Até ao momento, não há qualquer indicação de que a Rússia esteja a passar pelo mesmo problema. Depois de ter mobilizado 300 mil soldados ainda em 2022, Moscovo tem conseguido manter o nível necessário de recrutamento através de um misto de práticas, como o recrutamento em prisões, tornar os salários dos militares mais atrativos e várias regalias para aqueles que lutam na Ucrânia. Mas os especialistas admitem que, devido às táticas utilizadas pelos líderes militares russos, isso não pode durar para sempre.

“A Rússia perde uma quantidade enorme de soldados. Atiram presidiários para a frente de batalha para testar posições defensivas e utilizam-nos para descobrir campos de minas. São autêntica carne para canhão. O valor da vida dos soldados russos é muito reduzido para as suas chefias militares”, frisa o major-general Isidro de Morais Pereira.

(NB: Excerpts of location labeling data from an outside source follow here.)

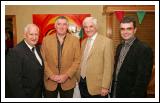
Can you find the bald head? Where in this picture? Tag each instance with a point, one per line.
(31, 34)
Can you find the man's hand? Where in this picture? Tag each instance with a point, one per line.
(62, 78)
(55, 78)
(104, 91)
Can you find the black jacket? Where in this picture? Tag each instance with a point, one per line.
(23, 73)
(135, 71)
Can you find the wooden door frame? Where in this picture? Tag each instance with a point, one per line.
(13, 17)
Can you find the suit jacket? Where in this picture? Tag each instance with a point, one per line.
(70, 60)
(23, 73)
(99, 66)
(135, 71)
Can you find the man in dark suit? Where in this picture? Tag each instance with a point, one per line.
(24, 67)
(133, 64)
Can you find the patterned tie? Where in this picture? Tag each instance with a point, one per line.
(37, 56)
(33, 50)
(84, 58)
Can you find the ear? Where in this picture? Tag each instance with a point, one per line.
(24, 35)
(135, 30)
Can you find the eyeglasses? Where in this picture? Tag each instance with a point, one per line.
(128, 29)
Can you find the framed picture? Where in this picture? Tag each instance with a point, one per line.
(46, 24)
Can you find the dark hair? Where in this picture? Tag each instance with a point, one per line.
(128, 19)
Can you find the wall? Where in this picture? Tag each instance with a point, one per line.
(24, 14)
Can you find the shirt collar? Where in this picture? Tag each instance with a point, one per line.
(129, 42)
(93, 37)
(30, 47)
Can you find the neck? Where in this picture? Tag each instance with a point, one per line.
(61, 36)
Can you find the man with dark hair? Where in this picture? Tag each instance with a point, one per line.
(61, 54)
(133, 63)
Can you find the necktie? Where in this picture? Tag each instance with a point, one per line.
(33, 50)
(36, 55)
(84, 58)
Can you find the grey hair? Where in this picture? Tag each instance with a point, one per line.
(28, 26)
(61, 17)
(90, 19)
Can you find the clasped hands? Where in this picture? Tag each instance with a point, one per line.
(59, 78)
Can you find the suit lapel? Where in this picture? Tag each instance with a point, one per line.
(53, 49)
(65, 44)
(95, 45)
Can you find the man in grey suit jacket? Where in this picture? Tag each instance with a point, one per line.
(24, 67)
(97, 62)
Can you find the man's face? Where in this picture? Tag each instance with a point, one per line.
(61, 26)
(90, 29)
(32, 36)
(127, 30)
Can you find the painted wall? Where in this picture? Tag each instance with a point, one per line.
(24, 14)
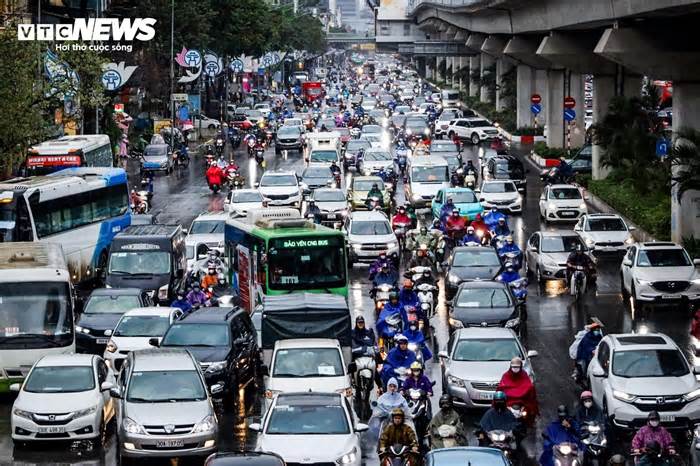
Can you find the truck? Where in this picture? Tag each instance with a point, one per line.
(312, 91)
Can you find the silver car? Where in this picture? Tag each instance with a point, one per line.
(547, 252)
(633, 374)
(164, 409)
(476, 359)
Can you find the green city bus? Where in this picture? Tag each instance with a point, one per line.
(273, 251)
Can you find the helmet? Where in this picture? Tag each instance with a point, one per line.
(562, 411)
(445, 401)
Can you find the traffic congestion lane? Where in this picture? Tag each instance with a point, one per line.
(552, 317)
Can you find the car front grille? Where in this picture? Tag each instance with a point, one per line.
(172, 429)
(671, 286)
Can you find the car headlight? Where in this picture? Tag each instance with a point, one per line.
(694, 395)
(512, 323)
(216, 367)
(111, 346)
(85, 412)
(622, 396)
(348, 458)
(163, 292)
(205, 425)
(451, 379)
(132, 427)
(22, 413)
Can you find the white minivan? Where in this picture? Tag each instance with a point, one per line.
(426, 176)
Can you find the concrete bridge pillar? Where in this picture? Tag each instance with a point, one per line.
(474, 68)
(685, 215)
(554, 108)
(487, 61)
(523, 92)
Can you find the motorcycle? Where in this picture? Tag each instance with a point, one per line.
(593, 436)
(366, 367)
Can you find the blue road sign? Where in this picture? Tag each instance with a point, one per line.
(662, 147)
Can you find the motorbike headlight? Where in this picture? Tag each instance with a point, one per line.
(216, 367)
(205, 425)
(84, 412)
(132, 427)
(451, 379)
(348, 458)
(163, 292)
(512, 323)
(622, 396)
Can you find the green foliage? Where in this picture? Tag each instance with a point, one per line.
(649, 209)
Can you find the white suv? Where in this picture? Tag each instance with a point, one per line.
(605, 232)
(632, 374)
(660, 273)
(281, 188)
(369, 235)
(473, 129)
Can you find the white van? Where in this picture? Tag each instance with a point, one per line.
(426, 176)
(450, 98)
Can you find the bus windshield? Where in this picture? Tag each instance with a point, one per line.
(35, 315)
(306, 263)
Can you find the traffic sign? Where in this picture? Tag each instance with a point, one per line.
(662, 147)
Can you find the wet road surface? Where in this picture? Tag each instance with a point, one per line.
(553, 318)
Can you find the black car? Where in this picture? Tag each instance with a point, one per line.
(246, 458)
(506, 167)
(224, 342)
(101, 312)
(485, 304)
(470, 263)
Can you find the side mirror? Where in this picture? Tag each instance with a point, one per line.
(360, 427)
(256, 426)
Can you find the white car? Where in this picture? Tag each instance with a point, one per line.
(134, 330)
(239, 201)
(369, 234)
(282, 188)
(605, 232)
(206, 229)
(562, 203)
(502, 195)
(64, 397)
(660, 273)
(472, 129)
(308, 364)
(206, 122)
(311, 428)
(632, 374)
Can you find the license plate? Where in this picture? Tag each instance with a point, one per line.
(52, 430)
(170, 443)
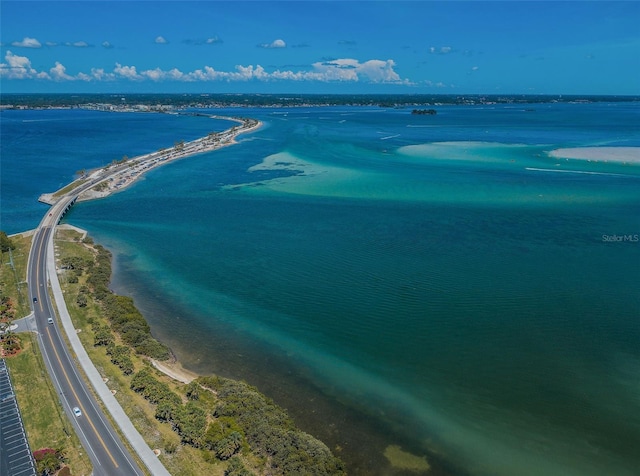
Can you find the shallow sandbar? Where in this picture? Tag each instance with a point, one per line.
(600, 154)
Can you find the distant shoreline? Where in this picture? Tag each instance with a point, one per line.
(623, 155)
(120, 175)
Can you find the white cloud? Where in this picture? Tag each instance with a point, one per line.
(59, 73)
(16, 67)
(339, 70)
(376, 71)
(128, 72)
(443, 50)
(77, 44)
(274, 44)
(27, 43)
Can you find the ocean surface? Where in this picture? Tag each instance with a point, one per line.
(439, 283)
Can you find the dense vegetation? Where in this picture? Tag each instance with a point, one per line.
(225, 417)
(228, 424)
(121, 312)
(9, 343)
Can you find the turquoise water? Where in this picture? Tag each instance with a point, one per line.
(394, 279)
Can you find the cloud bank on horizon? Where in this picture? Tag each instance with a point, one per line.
(315, 46)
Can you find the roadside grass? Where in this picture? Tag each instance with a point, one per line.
(44, 419)
(177, 458)
(13, 280)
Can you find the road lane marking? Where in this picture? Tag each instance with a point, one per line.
(79, 402)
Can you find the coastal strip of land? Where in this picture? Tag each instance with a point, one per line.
(120, 174)
(623, 155)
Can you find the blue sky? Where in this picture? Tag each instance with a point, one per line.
(430, 47)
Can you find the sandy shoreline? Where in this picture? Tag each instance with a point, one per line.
(119, 176)
(623, 155)
(175, 371)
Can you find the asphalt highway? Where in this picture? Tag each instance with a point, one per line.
(106, 450)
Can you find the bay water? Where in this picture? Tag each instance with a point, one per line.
(437, 283)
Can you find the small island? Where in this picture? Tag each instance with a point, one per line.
(424, 112)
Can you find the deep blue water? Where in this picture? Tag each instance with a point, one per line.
(430, 282)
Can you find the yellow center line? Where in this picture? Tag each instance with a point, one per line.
(38, 262)
(79, 403)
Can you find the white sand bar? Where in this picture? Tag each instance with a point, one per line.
(600, 154)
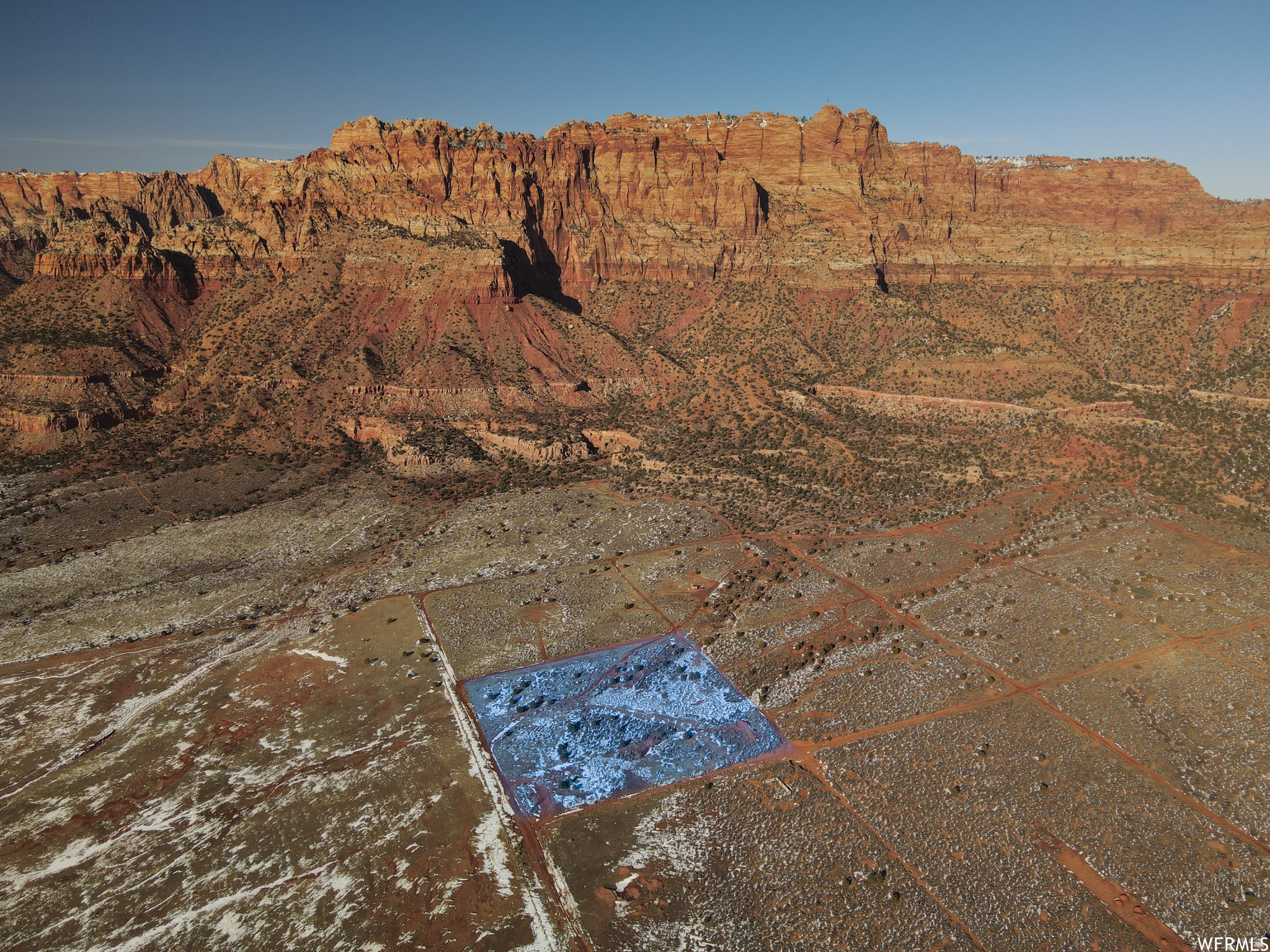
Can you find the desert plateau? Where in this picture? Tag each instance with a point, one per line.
(703, 532)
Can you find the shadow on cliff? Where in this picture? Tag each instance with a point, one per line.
(540, 277)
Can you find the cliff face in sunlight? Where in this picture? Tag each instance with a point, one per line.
(418, 268)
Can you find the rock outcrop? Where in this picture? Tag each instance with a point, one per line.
(413, 270)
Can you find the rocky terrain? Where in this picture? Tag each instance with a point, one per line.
(954, 467)
(1034, 723)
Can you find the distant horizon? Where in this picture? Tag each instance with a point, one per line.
(597, 122)
(143, 86)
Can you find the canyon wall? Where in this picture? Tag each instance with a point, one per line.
(417, 268)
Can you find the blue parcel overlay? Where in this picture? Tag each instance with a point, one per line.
(615, 721)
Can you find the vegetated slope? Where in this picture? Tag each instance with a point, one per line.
(664, 276)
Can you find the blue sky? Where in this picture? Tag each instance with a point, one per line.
(166, 86)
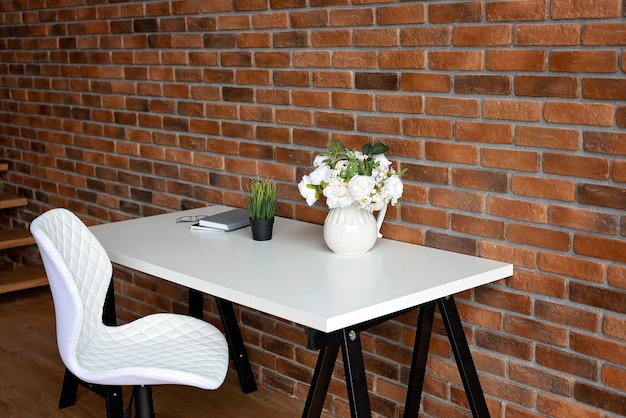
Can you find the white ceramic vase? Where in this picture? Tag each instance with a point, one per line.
(352, 230)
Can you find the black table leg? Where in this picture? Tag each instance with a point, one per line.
(195, 303)
(418, 363)
(463, 356)
(236, 346)
(320, 382)
(356, 382)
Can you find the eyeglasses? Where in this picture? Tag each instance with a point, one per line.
(184, 219)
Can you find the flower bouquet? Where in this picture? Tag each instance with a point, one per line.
(355, 184)
(346, 177)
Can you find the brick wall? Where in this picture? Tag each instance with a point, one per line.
(509, 116)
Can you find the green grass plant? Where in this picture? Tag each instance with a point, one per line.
(262, 199)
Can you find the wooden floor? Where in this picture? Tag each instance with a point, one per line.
(32, 372)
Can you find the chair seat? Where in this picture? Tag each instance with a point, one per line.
(157, 349)
(148, 351)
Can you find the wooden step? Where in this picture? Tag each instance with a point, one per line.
(10, 200)
(18, 237)
(22, 278)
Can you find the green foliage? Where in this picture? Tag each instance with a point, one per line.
(354, 165)
(262, 199)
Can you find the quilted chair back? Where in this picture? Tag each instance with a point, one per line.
(79, 272)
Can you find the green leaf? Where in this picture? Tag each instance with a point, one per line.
(379, 148)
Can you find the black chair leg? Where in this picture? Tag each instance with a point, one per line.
(144, 407)
(114, 401)
(68, 390)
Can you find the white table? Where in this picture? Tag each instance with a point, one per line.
(296, 277)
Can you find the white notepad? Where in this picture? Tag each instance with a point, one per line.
(227, 221)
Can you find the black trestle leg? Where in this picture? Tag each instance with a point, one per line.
(321, 381)
(143, 402)
(420, 356)
(463, 356)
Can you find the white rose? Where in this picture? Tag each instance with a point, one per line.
(321, 173)
(337, 194)
(309, 193)
(393, 188)
(361, 187)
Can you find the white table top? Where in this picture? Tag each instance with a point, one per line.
(294, 276)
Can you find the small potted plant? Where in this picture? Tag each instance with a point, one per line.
(261, 205)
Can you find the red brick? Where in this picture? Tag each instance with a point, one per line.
(583, 219)
(563, 407)
(469, 11)
(482, 84)
(598, 114)
(311, 98)
(517, 110)
(564, 9)
(399, 103)
(539, 237)
(545, 188)
(604, 88)
(482, 35)
(520, 257)
(451, 152)
(547, 34)
(319, 59)
(309, 18)
(270, 20)
(338, 79)
(583, 61)
(430, 36)
(542, 284)
(532, 136)
(456, 60)
(352, 17)
(403, 14)
(517, 209)
(509, 159)
(335, 120)
(576, 166)
(512, 10)
(617, 277)
(444, 106)
(329, 38)
(484, 132)
(605, 142)
(455, 199)
(353, 101)
(546, 86)
(434, 128)
(505, 344)
(600, 33)
(541, 379)
(598, 195)
(379, 124)
(403, 59)
(355, 59)
(427, 82)
(515, 59)
(598, 347)
(478, 226)
(376, 37)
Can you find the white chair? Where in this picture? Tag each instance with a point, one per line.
(161, 348)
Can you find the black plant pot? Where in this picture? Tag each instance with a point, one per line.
(262, 229)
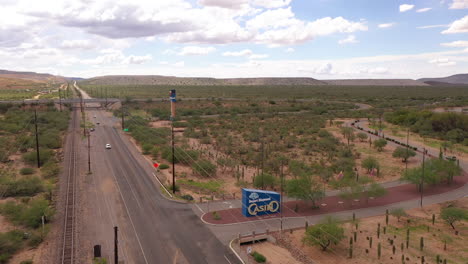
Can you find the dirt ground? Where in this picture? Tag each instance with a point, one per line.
(391, 168)
(273, 253)
(420, 226)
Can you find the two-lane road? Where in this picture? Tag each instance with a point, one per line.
(154, 229)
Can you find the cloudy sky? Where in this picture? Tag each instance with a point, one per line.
(324, 39)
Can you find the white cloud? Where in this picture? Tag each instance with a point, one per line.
(195, 50)
(258, 56)
(422, 10)
(285, 29)
(456, 44)
(442, 62)
(271, 3)
(406, 7)
(242, 53)
(349, 40)
(245, 53)
(432, 26)
(386, 25)
(77, 44)
(132, 59)
(230, 4)
(458, 26)
(459, 4)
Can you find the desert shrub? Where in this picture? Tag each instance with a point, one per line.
(147, 148)
(27, 186)
(31, 157)
(163, 166)
(204, 168)
(50, 169)
(187, 197)
(26, 171)
(264, 180)
(259, 258)
(28, 215)
(10, 243)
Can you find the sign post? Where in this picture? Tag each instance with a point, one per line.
(259, 202)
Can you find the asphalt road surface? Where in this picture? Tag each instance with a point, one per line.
(153, 229)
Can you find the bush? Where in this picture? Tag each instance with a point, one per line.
(27, 215)
(216, 215)
(204, 168)
(50, 169)
(187, 197)
(31, 157)
(264, 180)
(259, 258)
(27, 186)
(163, 166)
(147, 148)
(26, 171)
(10, 243)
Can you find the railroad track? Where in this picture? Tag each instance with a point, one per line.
(69, 231)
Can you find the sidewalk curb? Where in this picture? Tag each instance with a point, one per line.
(344, 211)
(235, 253)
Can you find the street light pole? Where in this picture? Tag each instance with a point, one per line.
(172, 98)
(422, 176)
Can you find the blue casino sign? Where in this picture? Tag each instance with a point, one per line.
(258, 202)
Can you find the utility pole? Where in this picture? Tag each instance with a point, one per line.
(37, 140)
(422, 176)
(407, 150)
(172, 97)
(263, 162)
(60, 99)
(123, 120)
(281, 197)
(116, 244)
(89, 152)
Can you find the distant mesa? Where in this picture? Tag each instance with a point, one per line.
(454, 80)
(377, 82)
(172, 80)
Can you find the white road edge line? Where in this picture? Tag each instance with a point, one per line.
(227, 259)
(235, 253)
(162, 185)
(200, 208)
(130, 217)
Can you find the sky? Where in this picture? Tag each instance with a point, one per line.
(322, 39)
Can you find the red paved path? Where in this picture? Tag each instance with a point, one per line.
(394, 194)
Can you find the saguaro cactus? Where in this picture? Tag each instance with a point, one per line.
(378, 230)
(379, 250)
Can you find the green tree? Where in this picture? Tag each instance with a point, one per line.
(264, 180)
(435, 171)
(362, 136)
(204, 168)
(453, 214)
(370, 163)
(328, 232)
(374, 190)
(306, 189)
(380, 144)
(398, 213)
(403, 153)
(348, 133)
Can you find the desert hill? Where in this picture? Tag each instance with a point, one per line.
(454, 79)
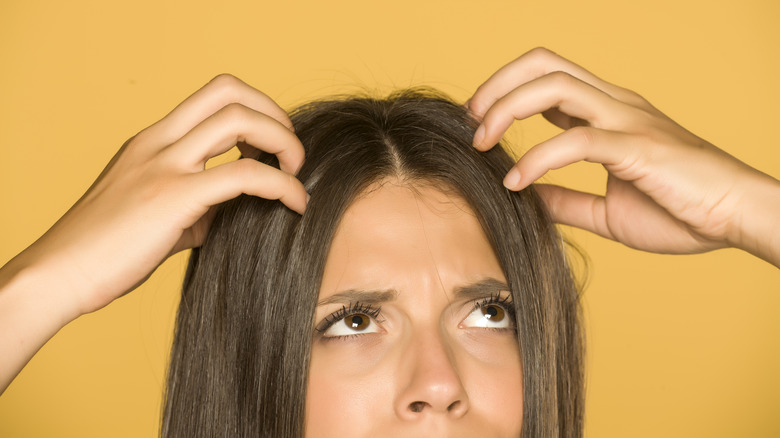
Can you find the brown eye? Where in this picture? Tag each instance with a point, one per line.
(493, 313)
(358, 321)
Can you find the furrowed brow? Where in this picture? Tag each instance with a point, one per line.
(374, 297)
(480, 289)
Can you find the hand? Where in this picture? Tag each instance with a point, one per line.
(155, 198)
(667, 191)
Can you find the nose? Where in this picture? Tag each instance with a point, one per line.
(430, 382)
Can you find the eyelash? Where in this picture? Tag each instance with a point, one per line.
(353, 309)
(374, 312)
(506, 303)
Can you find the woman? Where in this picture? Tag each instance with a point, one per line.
(154, 198)
(405, 295)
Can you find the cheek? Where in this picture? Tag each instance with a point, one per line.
(494, 380)
(346, 395)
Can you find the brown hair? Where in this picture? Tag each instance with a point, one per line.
(240, 355)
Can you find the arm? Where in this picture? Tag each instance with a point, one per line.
(154, 198)
(668, 190)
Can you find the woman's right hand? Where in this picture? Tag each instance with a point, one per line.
(153, 199)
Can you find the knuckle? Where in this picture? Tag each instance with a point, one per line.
(225, 81)
(540, 52)
(225, 87)
(235, 114)
(584, 135)
(562, 79)
(245, 169)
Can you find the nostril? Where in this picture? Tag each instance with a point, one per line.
(417, 406)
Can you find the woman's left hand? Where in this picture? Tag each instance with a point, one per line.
(667, 191)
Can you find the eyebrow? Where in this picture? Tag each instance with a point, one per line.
(480, 289)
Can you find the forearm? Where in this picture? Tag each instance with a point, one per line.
(34, 305)
(757, 227)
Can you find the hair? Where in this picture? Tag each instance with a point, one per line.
(241, 351)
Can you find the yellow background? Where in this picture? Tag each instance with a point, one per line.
(678, 346)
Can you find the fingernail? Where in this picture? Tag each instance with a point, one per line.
(512, 179)
(479, 136)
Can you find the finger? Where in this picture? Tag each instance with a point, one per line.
(218, 93)
(535, 64)
(613, 149)
(561, 120)
(234, 124)
(557, 90)
(195, 235)
(226, 181)
(577, 209)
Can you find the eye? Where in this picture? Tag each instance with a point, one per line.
(354, 324)
(488, 315)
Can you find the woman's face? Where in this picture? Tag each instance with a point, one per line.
(414, 332)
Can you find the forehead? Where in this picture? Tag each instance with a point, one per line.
(399, 237)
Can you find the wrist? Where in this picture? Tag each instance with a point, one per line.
(32, 310)
(756, 228)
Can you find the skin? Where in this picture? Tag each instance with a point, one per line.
(422, 368)
(155, 197)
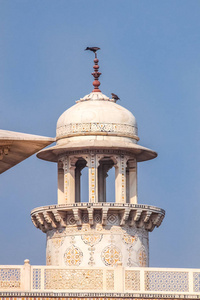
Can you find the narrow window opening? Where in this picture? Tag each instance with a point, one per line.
(81, 181)
(106, 183)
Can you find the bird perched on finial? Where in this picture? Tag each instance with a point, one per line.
(115, 97)
(93, 49)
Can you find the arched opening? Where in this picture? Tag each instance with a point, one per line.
(81, 181)
(106, 180)
(131, 181)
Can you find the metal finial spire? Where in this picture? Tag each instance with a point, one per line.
(96, 73)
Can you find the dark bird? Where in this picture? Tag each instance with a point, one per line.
(93, 49)
(115, 97)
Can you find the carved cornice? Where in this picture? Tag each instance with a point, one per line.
(114, 129)
(56, 216)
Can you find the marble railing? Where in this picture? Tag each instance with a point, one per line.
(140, 281)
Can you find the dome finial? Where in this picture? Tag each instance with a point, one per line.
(96, 73)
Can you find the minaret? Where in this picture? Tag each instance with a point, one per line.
(97, 134)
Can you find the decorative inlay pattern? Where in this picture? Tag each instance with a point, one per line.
(73, 256)
(97, 218)
(142, 257)
(57, 242)
(112, 219)
(109, 279)
(166, 281)
(196, 282)
(91, 128)
(111, 255)
(85, 218)
(10, 278)
(36, 279)
(129, 239)
(48, 258)
(73, 279)
(132, 280)
(91, 239)
(71, 220)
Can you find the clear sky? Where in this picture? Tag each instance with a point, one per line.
(150, 57)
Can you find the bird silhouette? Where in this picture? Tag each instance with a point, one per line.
(115, 97)
(93, 49)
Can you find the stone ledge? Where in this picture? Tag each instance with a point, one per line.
(95, 296)
(56, 216)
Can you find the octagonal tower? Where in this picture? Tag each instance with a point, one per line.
(98, 134)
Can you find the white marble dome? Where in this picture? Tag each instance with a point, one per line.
(96, 114)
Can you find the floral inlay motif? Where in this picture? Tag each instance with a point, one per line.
(142, 257)
(111, 255)
(73, 256)
(57, 242)
(91, 239)
(129, 239)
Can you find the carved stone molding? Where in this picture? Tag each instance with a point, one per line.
(115, 129)
(137, 215)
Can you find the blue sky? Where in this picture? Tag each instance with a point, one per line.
(150, 57)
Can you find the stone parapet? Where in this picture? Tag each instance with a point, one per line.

Apesar de tudo, o desfecho desta batalha permanece incerto. O sucesso defensivo da Ucrânia está dependente da aprovação do pacote de ajuda militar norte-americano e de uma nova lei de mobilização que permita à Ucrânia obter novos militares. Mas para o exército russo esta é uma aposta cara. A incapacidade de capturar esta cidade pode mesmo deitar por terra qualquer esperança de Moscovo de conquistar a província de Donetsk e a região do Donbass.

“Chasiv Yar vai cair? Veremos.  Se os ucranianos não forem apoiados pelos EUA, a situação será crítica. Chasiv Yar é a porta de acesso à conquista de todo o Donbass, uma região que o próprio Vladimir Putin estabeleceu como sendo um objetivo estratégico. Falhar a sua conquista significa uma grande derrota e demonstra que dificilmente a Rússia vai conseguir conquistar o Donbass”, destaca o especialista.